29. April 2013

Leserecho: Sexismus-Debatte in Deutschland

Zum Artikel „Volle Kelle“ in der Siebenbürgischen Zeitung vom 25. Februar 2013 (SbZ Online vom 20. Februar 2013) über die Sexismus-Debatte in Deutschland und die Rolle der gebürtigen Heltauerin Birgit Kelle veröffentlichen wir zwei Leserbriefe.

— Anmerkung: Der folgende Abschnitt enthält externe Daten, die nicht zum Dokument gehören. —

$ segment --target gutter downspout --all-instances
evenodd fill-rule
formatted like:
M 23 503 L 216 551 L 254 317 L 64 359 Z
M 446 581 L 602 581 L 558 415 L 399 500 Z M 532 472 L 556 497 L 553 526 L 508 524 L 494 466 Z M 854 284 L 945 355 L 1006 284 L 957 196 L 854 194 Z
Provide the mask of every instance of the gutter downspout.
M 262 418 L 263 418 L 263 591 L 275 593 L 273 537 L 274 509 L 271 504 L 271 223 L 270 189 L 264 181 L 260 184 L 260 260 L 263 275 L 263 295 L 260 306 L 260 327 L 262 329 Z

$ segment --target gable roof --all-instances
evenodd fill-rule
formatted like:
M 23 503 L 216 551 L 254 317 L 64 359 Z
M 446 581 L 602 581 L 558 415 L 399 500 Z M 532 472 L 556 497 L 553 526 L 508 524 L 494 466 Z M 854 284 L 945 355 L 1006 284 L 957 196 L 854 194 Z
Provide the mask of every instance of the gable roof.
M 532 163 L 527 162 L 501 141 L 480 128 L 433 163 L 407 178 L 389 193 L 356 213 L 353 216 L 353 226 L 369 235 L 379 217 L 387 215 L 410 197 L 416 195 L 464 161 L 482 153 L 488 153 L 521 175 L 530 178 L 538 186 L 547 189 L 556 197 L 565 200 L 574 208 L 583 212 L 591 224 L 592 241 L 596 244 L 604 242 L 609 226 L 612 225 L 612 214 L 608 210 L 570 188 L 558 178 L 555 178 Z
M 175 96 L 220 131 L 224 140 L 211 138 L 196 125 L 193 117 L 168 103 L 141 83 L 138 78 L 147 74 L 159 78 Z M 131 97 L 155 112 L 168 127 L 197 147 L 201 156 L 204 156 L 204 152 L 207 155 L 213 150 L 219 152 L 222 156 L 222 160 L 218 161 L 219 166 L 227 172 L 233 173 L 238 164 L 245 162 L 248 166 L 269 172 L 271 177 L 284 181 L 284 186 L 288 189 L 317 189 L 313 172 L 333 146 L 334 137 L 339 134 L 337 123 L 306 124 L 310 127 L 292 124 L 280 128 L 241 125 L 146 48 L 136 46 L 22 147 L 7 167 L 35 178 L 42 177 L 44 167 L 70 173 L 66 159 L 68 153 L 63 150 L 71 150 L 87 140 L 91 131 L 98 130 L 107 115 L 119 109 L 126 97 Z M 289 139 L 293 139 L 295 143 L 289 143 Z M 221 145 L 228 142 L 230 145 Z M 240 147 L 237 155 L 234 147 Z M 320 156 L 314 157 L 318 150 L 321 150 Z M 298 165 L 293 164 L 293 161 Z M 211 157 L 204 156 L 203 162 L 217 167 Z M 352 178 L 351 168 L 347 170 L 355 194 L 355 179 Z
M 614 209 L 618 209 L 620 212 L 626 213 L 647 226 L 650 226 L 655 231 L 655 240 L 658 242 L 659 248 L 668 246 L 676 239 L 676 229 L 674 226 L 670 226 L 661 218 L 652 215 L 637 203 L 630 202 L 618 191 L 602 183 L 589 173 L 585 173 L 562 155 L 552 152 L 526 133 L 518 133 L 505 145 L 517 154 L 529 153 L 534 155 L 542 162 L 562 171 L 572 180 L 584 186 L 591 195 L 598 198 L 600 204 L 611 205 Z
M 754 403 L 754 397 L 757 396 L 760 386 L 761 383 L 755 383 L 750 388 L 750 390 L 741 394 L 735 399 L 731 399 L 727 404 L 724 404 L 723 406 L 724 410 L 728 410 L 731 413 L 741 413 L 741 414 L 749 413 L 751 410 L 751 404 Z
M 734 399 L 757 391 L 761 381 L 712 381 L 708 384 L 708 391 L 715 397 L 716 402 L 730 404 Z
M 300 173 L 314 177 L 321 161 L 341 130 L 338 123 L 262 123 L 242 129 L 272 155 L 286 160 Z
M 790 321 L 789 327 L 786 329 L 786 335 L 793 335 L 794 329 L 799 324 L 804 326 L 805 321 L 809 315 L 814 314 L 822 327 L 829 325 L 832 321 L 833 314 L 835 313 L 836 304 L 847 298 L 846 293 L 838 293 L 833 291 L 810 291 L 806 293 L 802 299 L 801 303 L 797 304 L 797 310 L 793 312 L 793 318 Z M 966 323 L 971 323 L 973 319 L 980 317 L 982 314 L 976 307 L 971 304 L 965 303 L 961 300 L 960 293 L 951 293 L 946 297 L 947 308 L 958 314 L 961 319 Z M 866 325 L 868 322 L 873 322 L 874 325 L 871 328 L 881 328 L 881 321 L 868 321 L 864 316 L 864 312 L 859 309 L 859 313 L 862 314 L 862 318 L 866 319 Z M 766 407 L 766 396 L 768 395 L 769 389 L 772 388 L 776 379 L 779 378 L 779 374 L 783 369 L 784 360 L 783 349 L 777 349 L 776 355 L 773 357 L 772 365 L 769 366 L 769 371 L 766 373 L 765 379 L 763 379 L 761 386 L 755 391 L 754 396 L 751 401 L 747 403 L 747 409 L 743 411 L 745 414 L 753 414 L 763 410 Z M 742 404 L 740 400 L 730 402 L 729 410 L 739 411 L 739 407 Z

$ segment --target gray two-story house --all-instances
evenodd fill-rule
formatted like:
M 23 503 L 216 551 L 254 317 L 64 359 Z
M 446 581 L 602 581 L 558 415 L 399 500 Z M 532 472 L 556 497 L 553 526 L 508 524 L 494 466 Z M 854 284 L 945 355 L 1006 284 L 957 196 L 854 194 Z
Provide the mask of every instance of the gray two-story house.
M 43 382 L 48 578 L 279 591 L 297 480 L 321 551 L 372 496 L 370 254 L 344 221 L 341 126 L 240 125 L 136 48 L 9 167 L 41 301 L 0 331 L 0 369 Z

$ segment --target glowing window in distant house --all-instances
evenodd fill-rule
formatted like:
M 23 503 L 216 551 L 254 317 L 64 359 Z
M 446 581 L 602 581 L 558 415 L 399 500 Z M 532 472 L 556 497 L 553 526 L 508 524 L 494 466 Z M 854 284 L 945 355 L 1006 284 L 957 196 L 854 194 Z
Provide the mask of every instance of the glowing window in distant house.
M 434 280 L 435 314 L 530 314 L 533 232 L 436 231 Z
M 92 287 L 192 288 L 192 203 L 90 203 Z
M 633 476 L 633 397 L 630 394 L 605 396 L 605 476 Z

Mutig für den Erhalt traditioneller Werte


Die aktuelle hitzige Sexismus-Debatte, die neue Frauen- und Männerpolitik und das moderne, neuzeitliche Familien- und Eheleben haben auch die im Jahr 1985 auf dem Weltfrauenkongress in Nairobi entwickelte Idee, die dann zehn Jahre später als Gender-Mainstreaming-Bewegung (bei allen gesellschaftlichen Vorhaben müssen die unterschiedlichen Lebenssituationen und Interessen von Frauen und Männern von vornherein regelmäßig berücksichtigt werden) wieder aufleben lassen. Zwar engagiert sich Birgit Kelle für einen neuen Feminismus, einen neuen Gender, und meint, dass Alice Schwarzers Feminismus ausgedient habe. Dieses, weil ihre Gleichstellungspolitik, wie Doris Roth im Artikel erwähnt, sich nur um die Frau in der Arbeitswelt kümmert, aber nicht um die Mutter und Kinder und um ein von vielen Müttern gewünschtes traditionelles Familienleben; Mütter, die, wenn es die Verhältnisse erlauben, die Kinder bis zum vierten Lebensjahr zu Hause behalten möchten.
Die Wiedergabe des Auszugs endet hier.